Mirad, está fenomenal que sean gratuitos y que cada uno dé la pasta que quiera, por eso se llama “la voluntad”. Pero sinceramente, estar tres horas disfrutando de una excursión por Edimburgo, hay que valorarlo. Si pagamos 13₤ por la entrada a un castillo, otras 7₤ por subir a un monumento y otras 10₤ por la entrada a un palacio, creo que es justo valorar en consecuencia el trabajo de una persona que está tres horas preocupándose de que conozcas los entresijos de Edimburgo y que, por cierto, no te pierdas si te despistas del grupo. Por eso, a nosotros nos pareció justísimo dar 15₤ por persona, mínimo. Sin embargo, cuando ves que un grupo de 6 catalanes dan en total 20₤, lo acompañas viendo que otro grupo de 6-7 madrileños da 30₤, continúas viendo que 3 viejos de vete a saber dónde no dan nada y lo rematas con que una pareja hispano-argentina quería dar 5€ (euros!!!), te pillas un rebote de flipar y te da vergüenza ajena. Oigan, miren, es la voluntad, pero no me sean ruines. Desde aquí un besote a Laura y mis condolencias por encontrarse con gente tan asquerosa.
Tras el rebote, nos fuimos a comer a un sitio recomendado por Laura (The Bank Bar, en la Royal Mile, justo entre Niddry St y South Bridge) con tarjeta de descuento y todo. Aunque tenía pinta de pegarnos una buena clavada, lo cierto es que comimos genial y el precio fue muy barato (descuento incluido).

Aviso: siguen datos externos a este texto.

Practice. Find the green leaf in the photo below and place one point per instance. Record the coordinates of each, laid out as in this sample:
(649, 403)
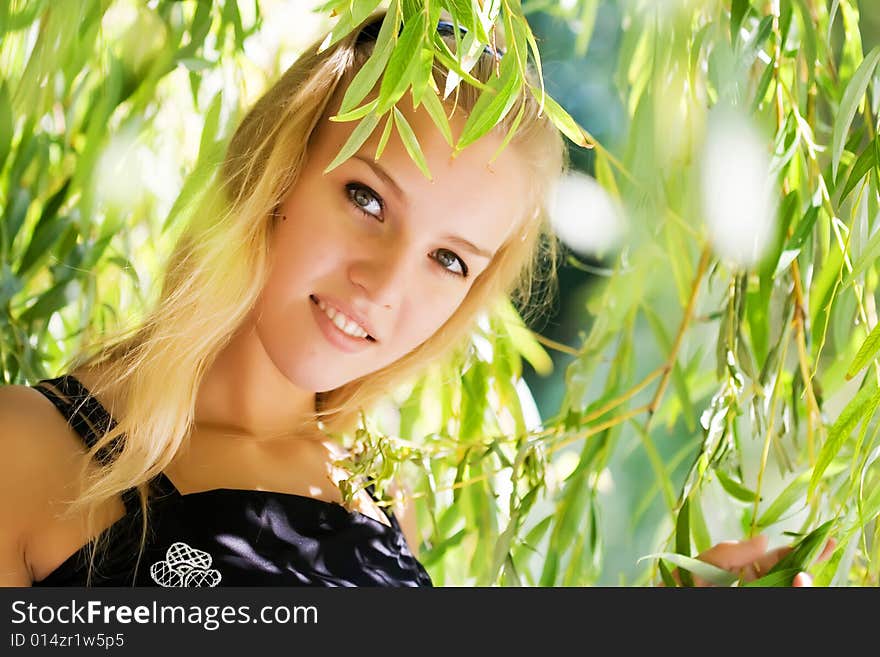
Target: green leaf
(699, 530)
(562, 120)
(867, 160)
(852, 97)
(861, 407)
(738, 10)
(58, 296)
(734, 488)
(778, 578)
(368, 75)
(683, 539)
(763, 85)
(805, 551)
(586, 23)
(492, 105)
(411, 143)
(356, 113)
(357, 138)
(666, 576)
(706, 571)
(431, 102)
(868, 258)
(358, 12)
(402, 65)
(6, 123)
(386, 134)
(804, 229)
(866, 352)
(432, 555)
(47, 231)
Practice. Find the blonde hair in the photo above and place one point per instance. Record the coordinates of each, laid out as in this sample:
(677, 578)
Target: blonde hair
(219, 266)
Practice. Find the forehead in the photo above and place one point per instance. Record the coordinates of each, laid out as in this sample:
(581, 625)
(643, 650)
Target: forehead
(466, 194)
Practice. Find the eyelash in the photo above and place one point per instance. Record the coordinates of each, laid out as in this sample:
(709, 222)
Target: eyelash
(353, 187)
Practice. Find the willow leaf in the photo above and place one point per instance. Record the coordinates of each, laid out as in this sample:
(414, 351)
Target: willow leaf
(866, 352)
(563, 120)
(734, 488)
(860, 408)
(431, 102)
(359, 10)
(706, 571)
(357, 138)
(492, 105)
(411, 143)
(852, 98)
(369, 73)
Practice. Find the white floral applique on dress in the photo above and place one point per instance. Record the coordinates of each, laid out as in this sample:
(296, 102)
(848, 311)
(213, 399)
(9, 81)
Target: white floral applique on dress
(185, 566)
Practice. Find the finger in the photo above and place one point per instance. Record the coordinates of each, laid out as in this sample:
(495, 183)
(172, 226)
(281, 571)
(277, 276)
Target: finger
(828, 550)
(765, 562)
(802, 580)
(736, 555)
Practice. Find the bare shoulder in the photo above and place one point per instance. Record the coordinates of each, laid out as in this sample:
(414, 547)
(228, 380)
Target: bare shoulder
(41, 460)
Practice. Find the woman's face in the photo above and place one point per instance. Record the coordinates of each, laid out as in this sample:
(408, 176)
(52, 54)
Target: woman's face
(377, 249)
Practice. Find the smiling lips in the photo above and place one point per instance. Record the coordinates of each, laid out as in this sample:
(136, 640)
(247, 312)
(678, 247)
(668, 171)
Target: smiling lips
(341, 321)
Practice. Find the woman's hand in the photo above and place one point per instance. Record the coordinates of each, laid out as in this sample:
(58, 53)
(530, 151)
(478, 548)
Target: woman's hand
(750, 559)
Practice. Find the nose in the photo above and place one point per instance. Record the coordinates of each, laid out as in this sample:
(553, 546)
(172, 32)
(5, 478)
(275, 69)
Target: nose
(381, 272)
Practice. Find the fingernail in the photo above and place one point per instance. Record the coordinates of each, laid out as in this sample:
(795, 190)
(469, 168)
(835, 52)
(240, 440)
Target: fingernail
(802, 580)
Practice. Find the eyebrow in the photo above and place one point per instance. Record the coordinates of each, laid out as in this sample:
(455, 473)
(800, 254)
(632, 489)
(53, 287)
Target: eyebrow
(384, 175)
(470, 246)
(388, 180)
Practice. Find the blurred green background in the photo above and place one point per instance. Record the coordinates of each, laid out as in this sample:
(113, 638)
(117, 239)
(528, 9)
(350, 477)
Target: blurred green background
(114, 114)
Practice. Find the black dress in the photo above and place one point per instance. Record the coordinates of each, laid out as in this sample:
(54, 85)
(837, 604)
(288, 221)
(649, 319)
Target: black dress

Después de comer, teníamos reservado un pase para el Mary King’s close (10,5₤). El más famoso callejón de Edimburgo encierra una excursión por los pasadizos subterráneos construidos, grosso modo, para separar a la gente pobre de la rica. Supongo que habrá excursiones mejores y peores, pero lo cierto es que es toda una experiencia visitar este mundo subterráneo. No deja de ser una ciudad, pero a la altura del alcantarillado. Algo caro, pero muy recomendable.
El viaje llegaba a su fin, así que decidimos volver al B&B, ducharnos, salir a cenar... y quizá de marcha con la gente de Sandeman. Lamentablemente, a estas alturas de la carrera me dio una pájara, gripé el motor… no sé, pero cuando llegamos de vuelta a la Royal Mile para cenar, no me podía ni mover y tenía el estómago del revés, así que como el tiempo se había vuelto desapacible decidimos comprar algo en plan take away y de vuelta al B&B a montar un picnic y descansar.
DÍA 14. MIÉRCOLES 26 DE AGOSTO DE 2009
El último día en Escocia lo íbamos a dedicar a dar una vuelta por Edimburgo y visitar la Rosslyn Chapel, ya que nuestro vuelo salía a las 19:00.
Durante la mañana, ya sin cámara ni nada, nos dedicamos a pasear por la Royal Mile y Princess Street, haciendo algunas compras y disfrutando una última vez del ambiente festivo. Acabamos comiendo en un sitio decente, que pasó sin pena ni gloria, salvo por tener el honor de ofrecerme la última pinta de cerveza.
De vuelta y camino del aeropuerto, una visita a la Rosslyn Chapel, capilla con enigma relacionado con la masonería, fomentado también por el libro “El código Da Vinci”. Una vez comprobado que cobraban la entrada (creo que eran como 7₤), incluso estando en obras, nos dimos la vuelta. Mis principios no me permiten estar de acuerdo con el cobro de una entrada a un lugar de culto.
Y finalmente, devolución del coche de alquiler, revisado con astucia por los operarios de Europcar, vuelo a Madrid y vuelta a la cruda realidad…? No!! En cuatro días, Nueva York. Pero ese será otro diario.